Perhaps it's more obvious why orange juice is the state beverage of Florida, dog mushing is the state sport of Alaska, hula is the state dance of Hawaii and the Appalachian dulcimer is the state musical instrument of Kentucky. It takes a bit more digging to know why the Tully monster is the state fossil of Illinois (the soft-bodied animal swam in an ocean there millennia ago) and Kool-Aid is Nebraska's official soft drink (it was developed there).

Shearer and his wife have had to produce regular editions of their book to keep up with it all.

"Between 1998 and 2001, there were, I think, about 200 changes, so it hasn't stopped," Shearer says.

Just last year, for instance, a grade-school class in Joliet, Ill., pushed popcorn as the state's official snack food.

"They took a poll to see if they wanted potato chips, pretzels or popcorn, and popcorn won," says Beverly Edman, a legislative aide to state Sen. Lawrence M. Walsh. "They asked the senator to sponsor it, and he did. And the third-graders watched it go through the process.

"There's a state bird, there's a state fossil, there's a state everything," she adds. "So why shouldn't there be a state snack? It was a lighthearted moment that the state Legislature went along with."

But are state legislatures always the right places for such lighthearted moments?

Pennsylvania Rep. Kelly Lewis says he once backed a measure to establish a state tartan, but he's since changed his outlook. Earlier this year, he was on the short end of a 177-22 vote in the House to make Hazleton the state soil.

"I don't mean to pick on the people who think state soil is an important thing in life, but we've got serious issues in Pennsylvania and serious issues in the country, and concentrating on whether we've got a state soil or not is a total waste of time," he says.

"These legislators that put this stuff through, it's usually a favor to somebody in their district," Lewis adds. "In Pennsylvania, they actually fight over whether it's going to be the polka or the square dance that's going to be the state dance, and they actually lobby on each side of this … and there are people in Pennsylvania who are losing jobs."

To Ware, soil is worthy of state honors.
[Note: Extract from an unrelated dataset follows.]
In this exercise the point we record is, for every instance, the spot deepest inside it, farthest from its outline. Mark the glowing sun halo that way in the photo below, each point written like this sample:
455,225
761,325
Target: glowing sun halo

In fact, the federal agency he works for has helped identify approximately 23,000 distinct families, or "series," of soils across America, each capable of supporting distinct crops, forests or construction projects.

The first official state soil, Nebraska's Holdrege soil, was established in 1979, Ware says. Since then, at least 19 other soils -- including Houdek (South Dakota), Chesuncook (Maine) and Bayamon (Puerto Rico) -- have gotten official state or territorial government nods. Active legislation in Pennsylvania and New Jersey soon may yield two more.

Ware also is helping the Smithsonian Institution prepare an upcoming exhibit on the economic and historic importance of the nation's soils. A vertical cross-section of Missouri's Menfro soil is scheduled to go on display next month as a preview of what will be a much larger exhibit.

"Soil is really the foundation of our economy, when you get right down to it," Ware says. "A lot of the rise and fall of nations in the world depended upon the soil resources that they had."